So, ich habe das noch mal getestet. mit 48x speed gebrannt, Buffer schwankte zwischen 96 und 100%, keinerlei Aussetzer,CPU-"Last" 2-5%.

Wie gesagt, die SCSI-Emulation funktioniert hervorragend.

Die Erklärung im Brenner-Guide zu IDE (warum man ide-scsi-emu nicht nutzen soll) ist sehr dürftig und nicht gut recherchiert. Ich weiß nicht, ob es bei IDE auch Connect/Disconnect heißt, aber der gemeinsame und gleichzeitige Betrieb von 2 IDE-Geräten an einem Controller ist sehr wohl seit langen spezifiert im IDE-Standard. Nur leider unterstützt es nicht jede Hardware. Näheres wurde mal kurz in einer c't angedeutet und ist jederzeit im Usenet in der entsprechenden Hardwaregruppe nachzufragen.

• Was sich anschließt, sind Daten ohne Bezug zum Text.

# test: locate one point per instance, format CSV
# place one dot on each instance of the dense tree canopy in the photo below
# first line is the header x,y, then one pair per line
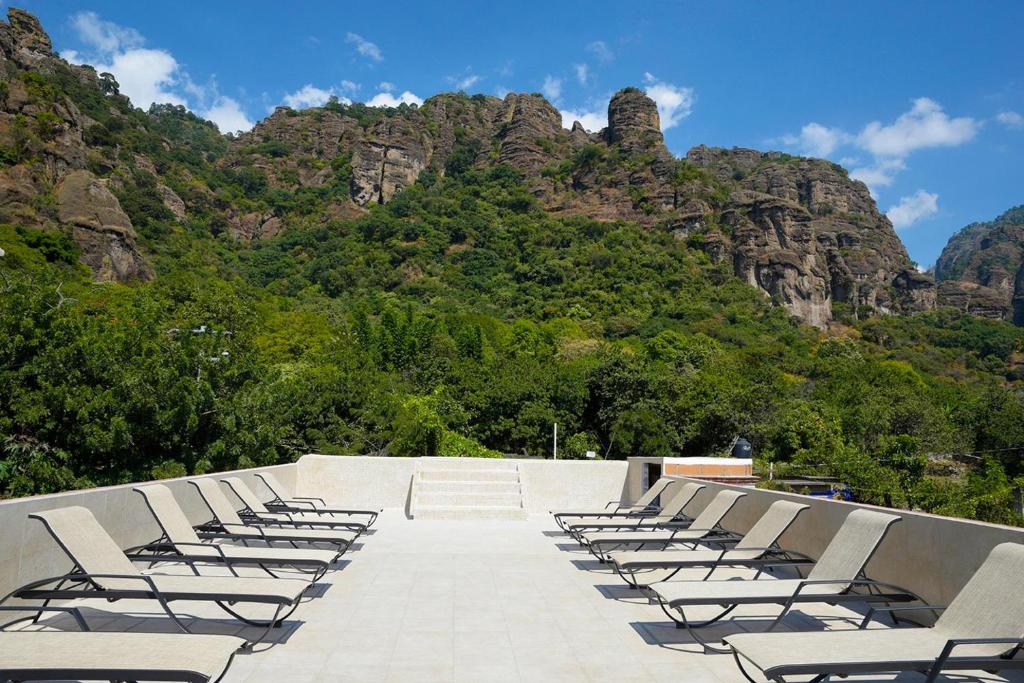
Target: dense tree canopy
x,y
459,318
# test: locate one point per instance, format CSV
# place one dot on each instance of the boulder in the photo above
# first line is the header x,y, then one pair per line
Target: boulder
x,y
528,128
27,33
100,228
388,160
633,121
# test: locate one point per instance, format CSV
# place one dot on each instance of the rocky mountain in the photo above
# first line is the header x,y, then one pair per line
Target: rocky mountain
x,y
800,229
981,268
46,180
79,159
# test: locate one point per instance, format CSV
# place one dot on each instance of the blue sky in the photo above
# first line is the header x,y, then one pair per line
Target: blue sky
x,y
923,100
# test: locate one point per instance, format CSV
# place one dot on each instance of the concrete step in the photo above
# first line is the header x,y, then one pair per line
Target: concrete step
x,y
431,486
462,499
470,512
467,464
432,474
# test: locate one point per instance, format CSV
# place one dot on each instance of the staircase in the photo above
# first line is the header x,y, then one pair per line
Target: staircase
x,y
467,488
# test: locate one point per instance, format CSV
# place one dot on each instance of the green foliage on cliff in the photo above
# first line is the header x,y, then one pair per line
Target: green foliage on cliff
x,y
461,319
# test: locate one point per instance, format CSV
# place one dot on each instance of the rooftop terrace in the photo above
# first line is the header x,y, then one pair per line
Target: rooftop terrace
x,y
487,599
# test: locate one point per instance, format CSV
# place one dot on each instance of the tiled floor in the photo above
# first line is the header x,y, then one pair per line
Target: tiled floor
x,y
482,601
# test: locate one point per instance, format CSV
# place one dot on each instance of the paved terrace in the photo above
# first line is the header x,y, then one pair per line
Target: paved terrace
x,y
439,600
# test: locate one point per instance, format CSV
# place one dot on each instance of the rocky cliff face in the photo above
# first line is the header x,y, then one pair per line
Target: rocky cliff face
x,y
981,268
44,182
798,229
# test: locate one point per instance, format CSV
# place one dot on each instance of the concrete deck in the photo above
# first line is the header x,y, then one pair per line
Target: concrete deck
x,y
426,600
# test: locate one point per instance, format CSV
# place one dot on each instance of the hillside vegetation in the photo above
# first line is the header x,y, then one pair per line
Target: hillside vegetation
x,y
203,312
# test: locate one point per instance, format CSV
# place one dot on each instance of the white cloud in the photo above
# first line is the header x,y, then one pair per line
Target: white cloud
x,y
388,99
227,114
592,121
816,140
465,81
601,50
552,87
146,76
583,73
912,208
104,36
1010,119
364,46
880,174
926,125
309,95
674,102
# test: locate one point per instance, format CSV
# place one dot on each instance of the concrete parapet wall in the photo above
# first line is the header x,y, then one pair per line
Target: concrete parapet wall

Wie so oft entscheidet sich wohl vieles alles an der Qualität der Hardware. Es gibt solche und solche.

Ciao

----------

## jay

 *lutzlustig wrote:*   

> 
> 
> Die Erklärung im Brenner-Guide zu IDE (warum man ide-scsi-emu nicht nutzen soll) ist sehr dürftig und nicht gut recherchiert.

 

Wo bitteschön habe ich im Burn-Guide geschrieben, dass man ide-scsi-emu nicht verwenden soll? Im Gegenteil:

 *Quote:*   

>  Für Benutzer der 2.4. Kernel Reihe empfiehlt sich aus oben genannten Gründen die IDE-SCSI Emulation. Aber auch für die 2.6. Serie ist die Emulation keine schlechte Idee, da man so unter der CD-Brennsoftware die größte Auswahl hat.

 

Natürlich erlaubt die IDE-Spezifikation zwei Geräte an einem Controller. Es ist lediglich der veraltete Treiber im 2.4 Kernel mit dem CDROM Packet Interface, der beim gleichzeitigen Betrieb Probleme macht. Mit der SCSI-Emulation umgeht man genau dieses Problem. Aber mit dem neuen Treiber im 2.6er Kernel ist das ja kein Problem mehr.

*kopfschüttel*

----------